18 thoughts on “Less than 5% of Byzantine scientific texts have been published?

  1. Your readers might like to know that the The Cambridge Intellectual History of Byzantium is about to appear which has chapters on science, astronomy, alchemy etc. Interest in Byzantine philosophy has taken off in recent years with several major publications and more on the way.

    Dr Ken Parry
    Senior Research Fellow
    President of the Australian Association for Byzantine Studies
    Department of Ancient History
    Faculty of Arts
    Macquarie University
    Sydney NSW 2109

  2. Interesting. Just to clarify, does the 5% figure mean 5% of manuscripts, or 5% of works (allowing for the fact that some works appear in multiple manuscript copies)? And by “published”, does Maria Mavroudi mean in a modern, typeset edition with critical apparatus, or in facsimile?

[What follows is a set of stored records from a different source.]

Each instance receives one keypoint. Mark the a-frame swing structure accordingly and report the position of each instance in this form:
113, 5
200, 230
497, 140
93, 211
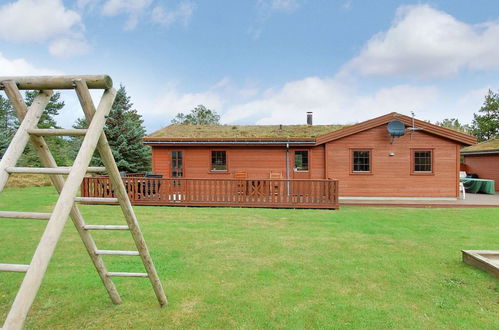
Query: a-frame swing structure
67, 181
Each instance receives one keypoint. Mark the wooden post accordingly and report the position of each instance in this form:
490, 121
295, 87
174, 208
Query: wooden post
52, 233
21, 138
117, 183
58, 181
59, 82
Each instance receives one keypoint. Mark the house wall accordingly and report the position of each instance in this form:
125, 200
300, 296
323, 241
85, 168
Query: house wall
391, 175
486, 166
257, 162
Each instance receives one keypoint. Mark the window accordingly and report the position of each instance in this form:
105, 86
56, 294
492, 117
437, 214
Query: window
301, 160
177, 164
218, 161
422, 161
361, 161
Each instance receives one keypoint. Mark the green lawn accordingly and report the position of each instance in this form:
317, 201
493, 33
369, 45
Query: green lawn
358, 267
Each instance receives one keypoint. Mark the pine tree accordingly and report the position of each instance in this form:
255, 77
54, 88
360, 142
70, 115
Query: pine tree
200, 115
59, 146
7, 124
124, 130
485, 126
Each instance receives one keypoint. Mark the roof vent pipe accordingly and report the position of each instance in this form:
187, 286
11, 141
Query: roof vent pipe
309, 117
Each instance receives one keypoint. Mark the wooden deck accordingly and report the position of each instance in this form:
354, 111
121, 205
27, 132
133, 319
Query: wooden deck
320, 194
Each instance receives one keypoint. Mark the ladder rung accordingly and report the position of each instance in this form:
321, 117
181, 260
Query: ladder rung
117, 252
96, 199
57, 132
50, 170
14, 268
127, 274
105, 227
25, 215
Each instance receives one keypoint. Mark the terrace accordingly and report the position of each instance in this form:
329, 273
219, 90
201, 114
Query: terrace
274, 193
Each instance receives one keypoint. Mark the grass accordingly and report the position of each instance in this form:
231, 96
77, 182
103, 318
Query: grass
244, 131
357, 267
490, 145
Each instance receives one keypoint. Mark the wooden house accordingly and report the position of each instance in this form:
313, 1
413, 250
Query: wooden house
482, 159
366, 159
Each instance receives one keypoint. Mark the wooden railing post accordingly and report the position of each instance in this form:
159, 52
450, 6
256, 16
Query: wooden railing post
220, 192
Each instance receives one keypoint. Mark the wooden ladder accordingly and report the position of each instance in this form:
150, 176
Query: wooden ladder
67, 187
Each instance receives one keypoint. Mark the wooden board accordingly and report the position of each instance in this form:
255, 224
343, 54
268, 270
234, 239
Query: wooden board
487, 260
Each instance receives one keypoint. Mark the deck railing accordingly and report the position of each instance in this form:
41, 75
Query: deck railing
220, 192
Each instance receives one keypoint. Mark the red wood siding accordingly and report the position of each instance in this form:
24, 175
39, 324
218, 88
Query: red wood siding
486, 166
391, 175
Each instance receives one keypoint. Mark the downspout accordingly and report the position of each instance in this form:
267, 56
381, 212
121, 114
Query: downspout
287, 168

  3. Fascinating, thanks Roger. I suspect the main problems are to do with information and access: first, no one can identify a work to be translated until the MS/MSS it’s found in have been properly catalogued (i.e. the contents have been described). And second, even when a work has been described, if it is only available in a unique MS, and that MS hasn’t been scanned, then work to prepare an edition would require physically attending the holding institution for weeks or months at a time, which for most potential scholars isn’t possible, especially when the institution is in a distant country. The fastest way to break through these barriers, it strikes me, is a) to massively step up the scale of scanning, and b) crowd-source the job of describing them, using simplified but standardized palaeographic principles. Historians of science with the appropriate backgrounds could then identify and prioritize the most important works for publication. A project requiring a *lot* of money and expertise. Where’s a friendly Greek shipping tycoon when you need one?

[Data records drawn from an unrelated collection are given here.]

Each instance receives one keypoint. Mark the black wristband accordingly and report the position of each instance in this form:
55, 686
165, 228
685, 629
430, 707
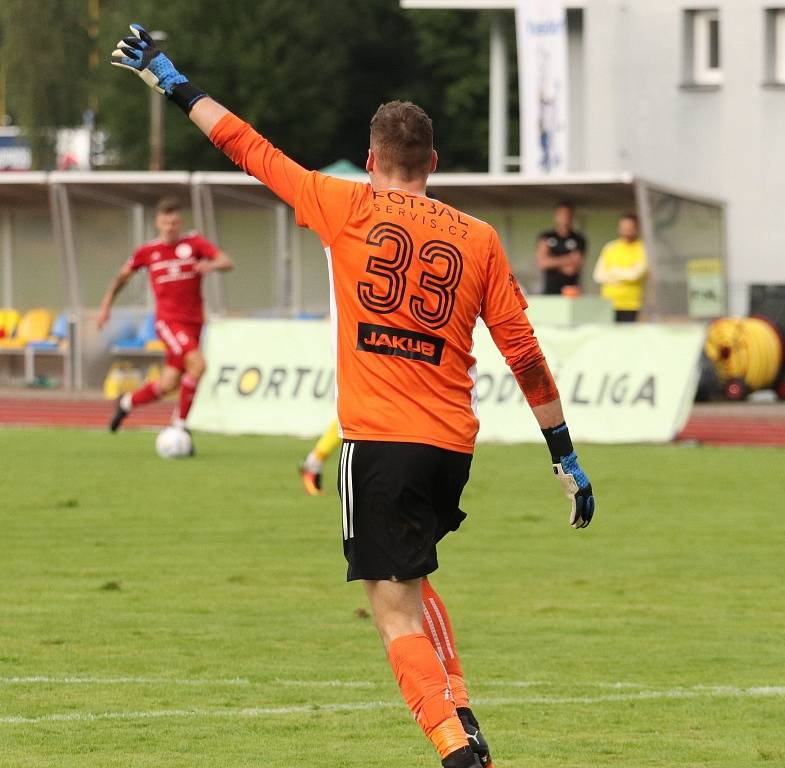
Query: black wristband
185, 95
559, 442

  4. I am a professional astronomer and researcher with expertise in astronomy and optics. I also have good knowledge of mathematics and some other related fields. If anyone is interested to take up this project, I am happy to provide support on any issues I have knowledge of. I am fluent in English and modern Greek, but my understanding of Hellenistic and medieval Greek is limited. Please leave a comment if you are interested.

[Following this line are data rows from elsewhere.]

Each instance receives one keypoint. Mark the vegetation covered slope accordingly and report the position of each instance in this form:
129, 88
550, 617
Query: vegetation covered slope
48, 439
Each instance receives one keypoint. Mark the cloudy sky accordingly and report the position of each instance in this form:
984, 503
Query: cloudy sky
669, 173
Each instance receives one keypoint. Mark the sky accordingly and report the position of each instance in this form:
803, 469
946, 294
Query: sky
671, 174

  5. Well, Stavros Niarchos died 20 years ago or so, his son a few years later, it is his foundation that is doing the good work. Byzantine studies tend to be an afterthought compared to classical studies, for the same reasons that in English the word “Byzantine” has the meaning of needlessly complicated. Byzantine Greeks wrote mostly in Attic, so you could just use the scholars from the classical departments. It is more an issue of care than anything else, simply put philologists are not quite interested in technical texts and engineers are not likely to be able to manage ancient Greek that well. I remember from BMCR a review of the editio princeps of a philosophical treatise by Psellos only 5 or so years ago, and best of all it already had literature based on people that only studied the manuscripts. I also remember 3 or 4 years ago a Byzantine technical treatise on shipbuilding being published, and it was news in the Greek electronic press

  6. Hmm… Is there a good bibliography of catalogues of Byzantine MSS.? Catalogues can, of course, tell a lot or a little, or even be misleading, but they are a handy place to start… I wonder what the implications are of Maria Mavroudi’s apparent contrast of catalogues and “Byzantine manuscripts”? Are there lots of uncatalogued MSS.? Are they at least accessioned, wherever they find themselves? But then, how accessible are such accession catalogues?

    The title of both this article of hers and the book cited in the quotation sound very interesting!

    Quite tangentially, but not uninterestingly:

    http://www.bodleian.ox.ac.uk/bodley/news/2017/sep-14

  7. Thank you @Jonathan. I’m sure that you are right. I must apologise; for some unknown reason your comments ended up in spam. I have approved them and deleted the duplicate!